My smile slides away. “Yeah, sure. Why do you ask?”
“Because I know what it’s like to lose your magic,” he says delicately. “Letting go of that kind of power is not an easy loss to bear.”
“I’m fine. It’s fine,” I tell him, dropping my legs back to the floor. I rub a spot of coffee from the desktop; it doesn’t quite disappear. “I chose this. Remember?”
“Who are you reminding, Jack? Me, or yourself?”
Our eyes meet on the monitor, and I have the strange sense that he’s seeing me through the glass eye of his staff. That he’s seen the demons I’m hiding from, and he knows exactly when they’ll finally catch up to me.
“I love her,” I tell him. “I don’t regret that.”
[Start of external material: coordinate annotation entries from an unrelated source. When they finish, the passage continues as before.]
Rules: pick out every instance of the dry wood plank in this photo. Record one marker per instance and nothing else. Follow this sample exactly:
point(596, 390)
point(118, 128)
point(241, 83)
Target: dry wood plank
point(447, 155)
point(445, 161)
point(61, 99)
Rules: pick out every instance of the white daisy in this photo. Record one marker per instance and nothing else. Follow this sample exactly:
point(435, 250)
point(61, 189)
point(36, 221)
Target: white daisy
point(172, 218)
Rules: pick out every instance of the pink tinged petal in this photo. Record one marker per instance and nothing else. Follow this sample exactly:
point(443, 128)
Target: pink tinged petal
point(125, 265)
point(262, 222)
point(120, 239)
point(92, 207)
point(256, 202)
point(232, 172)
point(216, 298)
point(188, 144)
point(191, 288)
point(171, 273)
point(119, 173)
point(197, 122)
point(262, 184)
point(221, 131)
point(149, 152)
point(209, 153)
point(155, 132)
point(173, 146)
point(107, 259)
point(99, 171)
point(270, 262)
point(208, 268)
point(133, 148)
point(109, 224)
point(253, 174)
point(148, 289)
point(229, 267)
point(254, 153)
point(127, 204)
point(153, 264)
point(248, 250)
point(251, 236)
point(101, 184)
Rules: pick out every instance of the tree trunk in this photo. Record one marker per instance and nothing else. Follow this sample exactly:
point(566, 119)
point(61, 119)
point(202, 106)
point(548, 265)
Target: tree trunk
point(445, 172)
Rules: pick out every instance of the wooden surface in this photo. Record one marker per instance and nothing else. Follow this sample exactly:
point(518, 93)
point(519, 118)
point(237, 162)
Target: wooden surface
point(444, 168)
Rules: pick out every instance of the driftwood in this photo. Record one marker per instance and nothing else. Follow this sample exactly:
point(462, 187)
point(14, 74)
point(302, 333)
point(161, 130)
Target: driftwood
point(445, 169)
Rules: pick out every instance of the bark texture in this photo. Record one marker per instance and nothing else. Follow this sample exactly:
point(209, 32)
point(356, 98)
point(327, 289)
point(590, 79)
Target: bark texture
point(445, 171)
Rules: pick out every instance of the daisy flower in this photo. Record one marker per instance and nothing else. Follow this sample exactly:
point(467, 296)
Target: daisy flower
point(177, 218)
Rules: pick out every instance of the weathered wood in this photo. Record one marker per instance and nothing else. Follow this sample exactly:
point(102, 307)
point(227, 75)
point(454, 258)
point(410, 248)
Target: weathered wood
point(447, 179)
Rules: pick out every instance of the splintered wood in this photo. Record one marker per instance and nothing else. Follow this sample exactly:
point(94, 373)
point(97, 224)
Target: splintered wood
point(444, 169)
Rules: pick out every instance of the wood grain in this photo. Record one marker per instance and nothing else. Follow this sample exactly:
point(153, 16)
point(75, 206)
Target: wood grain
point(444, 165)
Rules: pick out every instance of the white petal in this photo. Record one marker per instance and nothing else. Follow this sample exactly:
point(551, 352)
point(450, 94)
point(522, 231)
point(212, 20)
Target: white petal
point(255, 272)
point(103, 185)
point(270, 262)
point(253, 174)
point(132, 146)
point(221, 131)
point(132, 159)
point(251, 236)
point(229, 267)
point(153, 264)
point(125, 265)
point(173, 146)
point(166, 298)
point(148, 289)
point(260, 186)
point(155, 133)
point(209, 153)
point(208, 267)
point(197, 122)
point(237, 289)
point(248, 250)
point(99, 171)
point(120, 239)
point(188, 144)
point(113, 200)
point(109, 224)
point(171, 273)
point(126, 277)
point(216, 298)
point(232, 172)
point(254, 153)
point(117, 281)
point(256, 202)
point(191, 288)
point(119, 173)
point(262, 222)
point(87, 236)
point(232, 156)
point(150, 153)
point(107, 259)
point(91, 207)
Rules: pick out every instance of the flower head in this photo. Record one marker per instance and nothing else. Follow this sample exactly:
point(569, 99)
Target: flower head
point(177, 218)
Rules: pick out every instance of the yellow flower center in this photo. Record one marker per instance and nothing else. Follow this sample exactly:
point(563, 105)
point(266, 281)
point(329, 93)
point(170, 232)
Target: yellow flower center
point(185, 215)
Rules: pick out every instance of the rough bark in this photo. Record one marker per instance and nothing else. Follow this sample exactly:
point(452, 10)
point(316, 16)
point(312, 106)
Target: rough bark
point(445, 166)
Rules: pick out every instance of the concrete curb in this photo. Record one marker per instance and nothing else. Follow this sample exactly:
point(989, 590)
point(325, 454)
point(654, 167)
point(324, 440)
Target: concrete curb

“And I know you won’t. Just remember, your magic is here for you, if you ever want it back.” The camera pans away, revealing the orb on Lyon’s desk. The gray smaze that swirls inside it—my smaze—is allthat’s left of my magic. It pushes at the glass, and I force myself to look away. The magic Gaia salvaged from my dying body, and blew into that smaze in the moments after Fleur made her choice, isn’t me. Not anymore. I have no magic now. I’m human, as mortal as they come, just like Holly and Boreas back at the Observatory—a fact I’ve tried not to spend too much time thinking about. I’m lucky, I guess, that my soul and my body are still intact at all. Had Gaia arrived any later, it could have been much worse.
There’s something broken in that smaze. Gaia senses it, too. When she recovered my magic as it was slipping away, I was already so far gone, she was forced to sift through it for the bits of my soul the magic was clinging to. She let the magic have some of the darkest parts—my worst fears and regrets, the pain of my most horrible memories—because she was afraid I’d already suffered too much. My happiness—a new life with Fleur—was a gift, she said when she blew the rest of my soul back inside me and brought me back to life. And like the last gift she had given me, my desperate body reached to take it, even if it had come with a sacrifice.
I glance at the dark cloud inside the glass. I could try to become a Winter again, to reclaim my smaze, like Lyon had. Lyon offered as much when he took it with him back to the Observatory.
“Gaia and I would be here for you, if you decided to try,” Lyon says, as if he’s reading my thoughts. “We won’t let you go through it alone.”
But I’ve heard that before. And I bear scars from injuries I haven’t entirely forgiven him for. Injuries I suffered alone.